Missing CheXpert Results: In Table 1, the CheXpert column for the ERM+DPE row is "-", with no explanation provided. This is unfortunate given that medical imaging is an important application scenario.
Sequential Training: Ensemble members must be trained sequentially, preventing parallelization, so training time grows linearly as \(N\) increases.
Only Replacing the Linear Layer: Freezing the feature extractor implies that if the ERM features themselves are of poor quality, the upper bound of DPE is capped.
Choice of Distance Function: Only scaled Euclidean distance is used, without exploring more flexible metrics such as Mahalanobis distance.
Insufficient Theoretical Analysis: Lacks theoretical guarantees explaining why a diversified prototypical ensemble is guaranteed to cover all subpopulations.

Kirichenko et al. (2022) & Izmailov et al. (2022): Demonstrated that ERM features are sufficient; DPE builds on this by freezing features and retraining the classification head.

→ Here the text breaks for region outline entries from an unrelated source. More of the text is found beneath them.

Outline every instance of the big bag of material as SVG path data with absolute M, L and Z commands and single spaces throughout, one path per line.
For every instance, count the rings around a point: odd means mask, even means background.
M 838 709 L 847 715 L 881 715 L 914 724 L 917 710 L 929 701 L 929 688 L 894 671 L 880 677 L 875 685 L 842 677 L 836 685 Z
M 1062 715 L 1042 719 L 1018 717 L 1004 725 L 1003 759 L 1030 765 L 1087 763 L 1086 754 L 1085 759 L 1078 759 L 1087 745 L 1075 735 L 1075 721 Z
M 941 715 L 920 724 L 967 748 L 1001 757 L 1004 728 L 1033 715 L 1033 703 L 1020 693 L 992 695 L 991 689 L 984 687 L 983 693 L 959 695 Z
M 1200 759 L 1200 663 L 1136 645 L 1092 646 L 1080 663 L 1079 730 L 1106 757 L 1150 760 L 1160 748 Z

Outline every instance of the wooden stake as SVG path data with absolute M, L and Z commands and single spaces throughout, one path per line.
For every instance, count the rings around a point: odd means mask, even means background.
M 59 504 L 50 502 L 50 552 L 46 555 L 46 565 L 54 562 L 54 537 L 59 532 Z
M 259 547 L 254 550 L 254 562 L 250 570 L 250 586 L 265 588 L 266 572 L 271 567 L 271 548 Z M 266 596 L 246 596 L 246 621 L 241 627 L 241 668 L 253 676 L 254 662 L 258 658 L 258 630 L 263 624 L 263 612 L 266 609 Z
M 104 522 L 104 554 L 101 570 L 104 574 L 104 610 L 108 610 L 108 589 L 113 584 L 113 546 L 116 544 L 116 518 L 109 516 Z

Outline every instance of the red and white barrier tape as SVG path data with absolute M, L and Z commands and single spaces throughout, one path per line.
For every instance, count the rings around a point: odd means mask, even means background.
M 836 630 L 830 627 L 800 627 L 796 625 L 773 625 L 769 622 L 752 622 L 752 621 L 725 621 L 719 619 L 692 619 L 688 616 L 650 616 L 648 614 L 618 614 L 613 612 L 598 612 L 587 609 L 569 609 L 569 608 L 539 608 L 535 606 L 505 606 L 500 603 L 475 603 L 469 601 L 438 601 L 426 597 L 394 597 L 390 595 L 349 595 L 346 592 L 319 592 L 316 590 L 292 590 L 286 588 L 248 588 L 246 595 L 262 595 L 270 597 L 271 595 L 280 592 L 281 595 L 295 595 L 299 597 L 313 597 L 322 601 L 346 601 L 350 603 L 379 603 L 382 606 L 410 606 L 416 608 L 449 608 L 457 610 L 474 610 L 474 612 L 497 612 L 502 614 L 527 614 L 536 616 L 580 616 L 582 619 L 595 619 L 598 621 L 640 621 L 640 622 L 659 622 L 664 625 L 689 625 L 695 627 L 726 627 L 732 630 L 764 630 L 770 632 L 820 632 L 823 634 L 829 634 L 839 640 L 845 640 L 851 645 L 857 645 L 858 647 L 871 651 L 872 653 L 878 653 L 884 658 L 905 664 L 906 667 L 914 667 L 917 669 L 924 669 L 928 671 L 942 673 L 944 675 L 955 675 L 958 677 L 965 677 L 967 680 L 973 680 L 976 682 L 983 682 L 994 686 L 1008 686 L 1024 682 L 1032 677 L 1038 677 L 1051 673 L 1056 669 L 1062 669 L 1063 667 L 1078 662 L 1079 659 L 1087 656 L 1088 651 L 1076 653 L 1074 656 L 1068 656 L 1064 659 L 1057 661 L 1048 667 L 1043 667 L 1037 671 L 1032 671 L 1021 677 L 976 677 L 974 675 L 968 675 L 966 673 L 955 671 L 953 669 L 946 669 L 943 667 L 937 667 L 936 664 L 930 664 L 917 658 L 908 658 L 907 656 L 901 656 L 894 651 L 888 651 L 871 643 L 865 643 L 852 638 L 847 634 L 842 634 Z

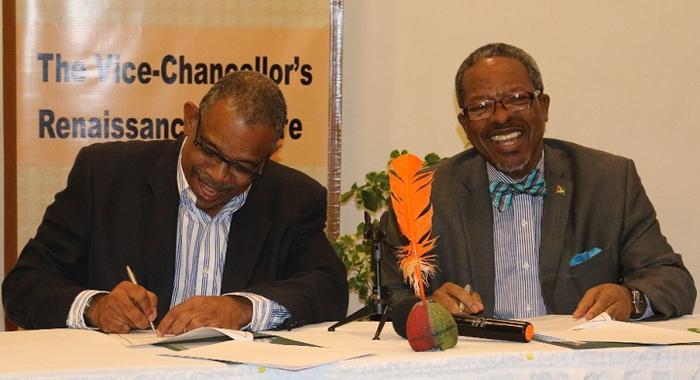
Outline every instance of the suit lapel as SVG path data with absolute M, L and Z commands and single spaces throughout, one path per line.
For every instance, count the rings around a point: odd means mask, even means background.
M 179 194 L 177 160 L 182 139 L 168 144 L 148 177 L 150 192 L 140 199 L 146 283 L 158 295 L 158 316 L 170 309 L 175 276 Z
M 493 314 L 494 309 L 494 254 L 493 213 L 488 191 L 486 163 L 475 156 L 463 164 L 464 180 L 459 196 L 464 235 L 468 249 L 471 286 L 483 295 L 484 312 Z M 455 254 L 459 254 L 456 252 Z
M 245 205 L 233 214 L 226 248 L 226 262 L 221 279 L 221 292 L 245 289 L 262 253 L 263 243 L 270 231 L 272 222 L 260 207 L 265 205 L 259 199 L 263 183 L 251 188 Z
M 556 274 L 562 257 L 567 219 L 574 194 L 573 183 L 566 175 L 565 157 L 545 145 L 545 181 L 547 195 L 542 211 L 540 242 L 540 283 L 546 305 L 552 305 Z

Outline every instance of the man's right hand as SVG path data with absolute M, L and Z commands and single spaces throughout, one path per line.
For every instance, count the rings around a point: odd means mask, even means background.
M 107 333 L 147 329 L 156 319 L 158 297 L 143 286 L 122 281 L 109 294 L 96 295 L 85 311 L 88 325 Z
M 463 287 L 446 282 L 431 297 L 450 313 L 476 314 L 484 310 L 481 296 L 477 292 L 467 292 Z M 464 305 L 460 307 L 460 305 Z

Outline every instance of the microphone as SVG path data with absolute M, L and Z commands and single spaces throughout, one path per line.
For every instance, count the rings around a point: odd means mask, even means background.
M 408 314 L 417 302 L 419 302 L 417 299 L 410 298 L 392 307 L 394 331 L 403 338 L 406 338 Z M 452 316 L 457 322 L 457 333 L 460 336 L 527 343 L 535 335 L 535 329 L 530 322 L 475 317 L 464 313 L 452 314 Z

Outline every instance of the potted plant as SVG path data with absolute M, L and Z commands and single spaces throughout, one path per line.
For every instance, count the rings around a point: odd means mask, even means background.
M 394 150 L 390 154 L 390 159 L 407 153 L 406 150 Z M 425 156 L 425 166 L 433 166 L 442 159 L 435 153 Z M 387 162 L 387 167 L 388 163 Z M 387 169 L 381 171 L 371 171 L 365 175 L 365 183 L 358 185 L 353 183 L 350 190 L 340 195 L 340 204 L 345 205 L 350 201 L 355 202 L 355 208 L 359 211 L 369 213 L 372 224 L 379 224 L 379 217 L 387 209 L 389 193 L 389 174 Z M 331 242 L 338 257 L 343 261 L 348 270 L 348 287 L 351 292 L 356 292 L 360 302 L 367 304 L 372 295 L 372 285 L 374 276 L 372 273 L 371 252 L 367 252 L 364 245 L 365 222 L 357 225 L 353 234 L 339 236 Z

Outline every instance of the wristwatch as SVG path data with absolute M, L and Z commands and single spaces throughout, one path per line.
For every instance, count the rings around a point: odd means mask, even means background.
M 628 288 L 632 293 L 632 314 L 630 319 L 639 319 L 647 310 L 647 298 L 639 289 Z

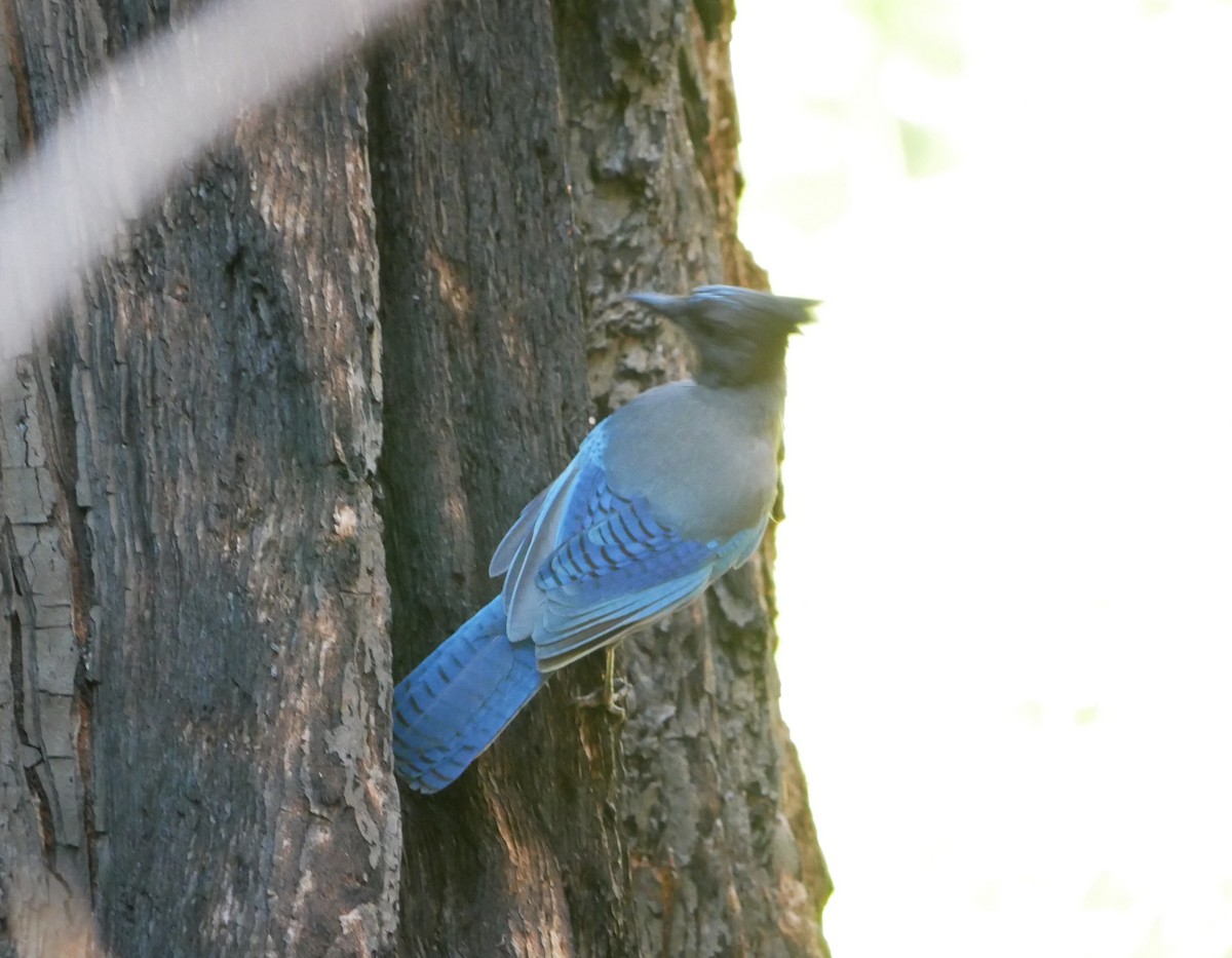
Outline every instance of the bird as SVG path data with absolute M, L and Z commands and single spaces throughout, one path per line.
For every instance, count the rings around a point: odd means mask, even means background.
M 628 299 L 684 331 L 694 377 L 590 431 L 496 547 L 500 594 L 395 686 L 394 767 L 415 792 L 452 783 L 553 672 L 702 595 L 766 529 L 787 341 L 817 302 L 736 286 Z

Snell et al. (2017): Groundbreaking work on Prototypical Networks; DPE extends them from few-shot learning to the subpopulation robustness setting.

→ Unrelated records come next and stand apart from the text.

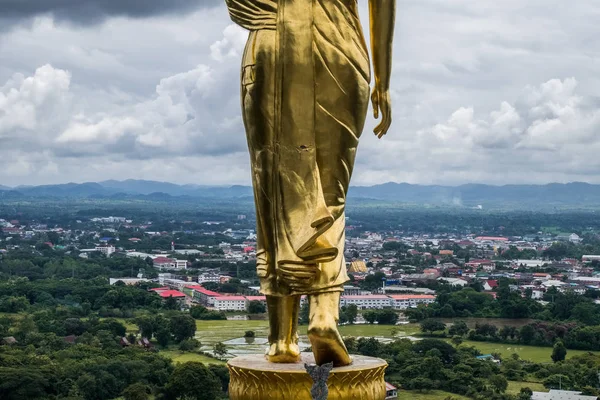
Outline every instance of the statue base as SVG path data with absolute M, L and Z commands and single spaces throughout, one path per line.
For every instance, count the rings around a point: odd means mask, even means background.
M 379 358 L 352 356 L 353 363 L 329 374 L 327 400 L 384 400 L 387 363 Z M 268 362 L 263 355 L 236 357 L 227 363 L 231 400 L 312 400 L 313 380 L 304 364 L 314 364 L 312 353 L 302 353 L 294 364 Z

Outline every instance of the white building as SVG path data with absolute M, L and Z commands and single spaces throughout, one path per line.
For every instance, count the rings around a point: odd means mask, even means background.
M 109 278 L 108 283 L 114 285 L 117 282 L 123 282 L 126 285 L 136 285 L 140 282 L 150 282 L 150 279 L 146 278 Z
M 355 304 L 361 310 L 391 308 L 392 299 L 385 295 L 342 296 L 341 306 Z
M 435 296 L 429 294 L 392 294 L 392 307 L 396 310 L 416 308 L 419 304 L 431 304 L 435 302 Z
M 440 277 L 437 279 L 440 282 L 446 282 L 449 285 L 452 286 L 462 286 L 465 287 L 469 284 L 469 282 L 465 281 L 464 279 L 460 279 L 460 278 L 445 278 L 445 277 Z
M 589 262 L 589 261 L 594 261 L 594 260 L 600 261 L 600 256 L 588 254 L 588 255 L 582 256 L 581 260 L 583 262 L 586 262 L 586 261 Z
M 539 268 L 544 264 L 548 264 L 548 261 L 544 260 L 514 260 L 512 265 L 515 268 L 525 267 L 525 268 Z
M 205 272 L 203 274 L 198 275 L 198 283 L 205 283 L 205 282 L 220 283 L 221 275 L 215 274 L 212 272 Z
M 215 297 L 214 308 L 219 311 L 246 311 L 246 298 L 244 296 Z
M 100 253 L 105 254 L 107 257 L 109 257 L 117 250 L 115 249 L 115 246 L 98 246 L 96 247 L 96 251 L 99 251 Z
M 569 390 L 550 390 L 550 392 L 533 392 L 531 400 L 596 400 L 596 396 L 584 396 L 581 392 Z

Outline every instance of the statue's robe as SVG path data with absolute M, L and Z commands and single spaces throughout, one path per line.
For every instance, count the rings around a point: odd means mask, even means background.
M 346 194 L 369 103 L 356 0 L 226 0 L 250 31 L 242 109 L 261 291 L 342 291 Z

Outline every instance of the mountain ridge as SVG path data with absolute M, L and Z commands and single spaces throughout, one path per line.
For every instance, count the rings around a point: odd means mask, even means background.
M 38 186 L 0 186 L 0 199 L 19 196 L 53 198 L 132 198 L 164 200 L 170 198 L 251 199 L 252 187 L 244 185 L 179 185 L 170 182 L 128 179 L 101 182 L 65 183 Z M 9 195 L 10 193 L 10 195 Z M 383 202 L 487 207 L 489 205 L 523 206 L 600 206 L 600 185 L 585 182 L 548 183 L 544 185 L 459 186 L 414 185 L 387 182 L 372 186 L 351 186 L 350 199 Z

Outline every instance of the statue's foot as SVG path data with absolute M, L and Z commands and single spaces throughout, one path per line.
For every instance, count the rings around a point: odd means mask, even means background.
M 308 338 L 312 344 L 317 365 L 332 362 L 334 367 L 343 367 L 352 364 L 352 358 L 348 354 L 335 321 L 329 324 L 309 326 Z
M 300 347 L 295 343 L 278 340 L 271 343 L 266 352 L 266 358 L 272 363 L 296 363 L 300 361 Z

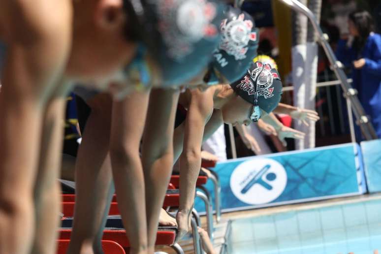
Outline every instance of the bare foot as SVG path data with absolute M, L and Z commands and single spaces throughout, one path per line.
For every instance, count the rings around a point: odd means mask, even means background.
M 212 173 L 210 172 L 210 170 L 207 169 L 204 167 L 201 167 L 201 170 L 206 174 L 206 176 L 210 178 L 212 177 Z
M 209 238 L 209 236 L 208 235 L 208 232 L 199 226 L 197 227 L 197 228 L 201 239 L 202 249 L 204 249 L 204 251 L 205 251 L 207 254 L 216 254 L 216 252 L 213 249 L 213 245 L 212 244 L 212 242 L 210 241 L 210 238 Z
M 188 232 L 189 226 L 189 214 L 188 213 L 178 211 L 176 215 L 177 222 L 177 235 L 175 239 L 175 243 L 178 243 Z
M 177 226 L 177 222 L 176 221 L 176 219 L 170 216 L 165 210 L 161 208 L 159 216 L 159 225 Z

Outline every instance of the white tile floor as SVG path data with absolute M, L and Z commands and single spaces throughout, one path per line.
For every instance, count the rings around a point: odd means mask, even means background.
M 381 200 L 239 219 L 232 225 L 234 254 L 372 254 L 381 251 Z

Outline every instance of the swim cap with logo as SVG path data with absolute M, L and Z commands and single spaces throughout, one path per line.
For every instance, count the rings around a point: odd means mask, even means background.
M 267 113 L 274 110 L 281 101 L 282 85 L 279 73 L 267 64 L 256 62 L 247 70 L 246 75 L 230 86 L 237 95 L 253 105 L 256 93 L 258 106 Z
M 221 40 L 213 52 L 212 66 L 231 83 L 239 79 L 257 55 L 259 39 L 253 18 L 229 6 L 220 26 Z
M 211 61 L 223 6 L 210 0 L 124 0 L 129 40 L 141 42 L 163 86 L 180 85 Z

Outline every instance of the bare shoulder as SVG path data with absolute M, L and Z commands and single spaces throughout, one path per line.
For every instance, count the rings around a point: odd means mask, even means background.
M 9 43 L 53 39 L 72 26 L 70 0 L 0 0 L 0 37 Z

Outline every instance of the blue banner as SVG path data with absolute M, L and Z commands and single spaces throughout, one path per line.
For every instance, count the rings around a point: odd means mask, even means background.
M 381 191 L 381 140 L 361 143 L 369 192 Z
M 357 144 L 228 160 L 213 170 L 221 183 L 222 211 L 356 195 L 366 191 Z M 206 189 L 213 193 L 208 182 Z M 195 208 L 205 211 L 196 198 Z

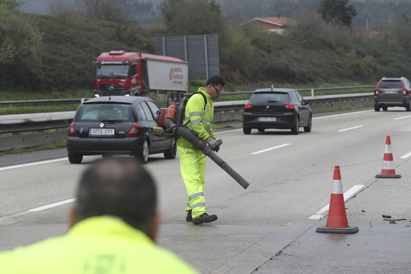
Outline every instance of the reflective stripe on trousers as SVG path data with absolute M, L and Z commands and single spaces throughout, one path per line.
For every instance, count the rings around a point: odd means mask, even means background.
M 203 190 L 206 155 L 200 150 L 177 146 L 180 159 L 181 176 L 185 184 L 188 198 L 186 211 L 192 210 L 195 218 L 206 212 L 206 200 Z

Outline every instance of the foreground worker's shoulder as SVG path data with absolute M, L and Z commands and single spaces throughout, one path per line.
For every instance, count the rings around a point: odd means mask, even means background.
M 46 258 L 50 258 L 58 252 L 55 247 L 56 244 L 60 246 L 60 243 L 62 243 L 61 238 L 57 237 L 28 246 L 2 251 L 0 253 L 0 273 L 48 273 L 46 270 L 48 269 L 50 264 L 47 263 Z
M 172 252 L 160 248 L 158 248 L 158 251 L 159 253 L 157 259 L 161 261 L 161 266 L 159 266 L 162 269 L 161 270 L 165 272 L 162 273 L 167 273 L 168 274 L 199 273 Z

DivDis (Lee et al., 2022): Promotes ensemble diversity through disambiguation; DPE borrows ideas of explicit diversification.
D-BAT (Pagliardini et al., 2023): Ensemble learning with source distribution consensus and OOD disagreement; inspired DPE's diversification direction.
SubpopBench (Yang et al., 2023): A unified evaluation benchmark upon which DPE was comprehensively validated.

Rating¶

Novelty: ⭐⭐⭐⭐ — Combining prototype classifiers with explicit/implicit diversification for subpopulation robustness is novel, though individual components are not entirely new.
Experimental Thoroughness: ⭐⭐⭐⭐ — 9 datasets, 4 shift types, and multiple baselines provide extensive coverage and robust results, but points are docked for the missing CheXpert results.
Writing Quality: ⭐⭐⭐⭐ — Well-written and clear, with intuitive motivational figures (Fig 1-2) and a rigorous method description.
Value: ⭐⭐⭐⭐ — Simple, practical, plug-and-play, and requiring no subpopulation annotations, offering high value for real-world deployment.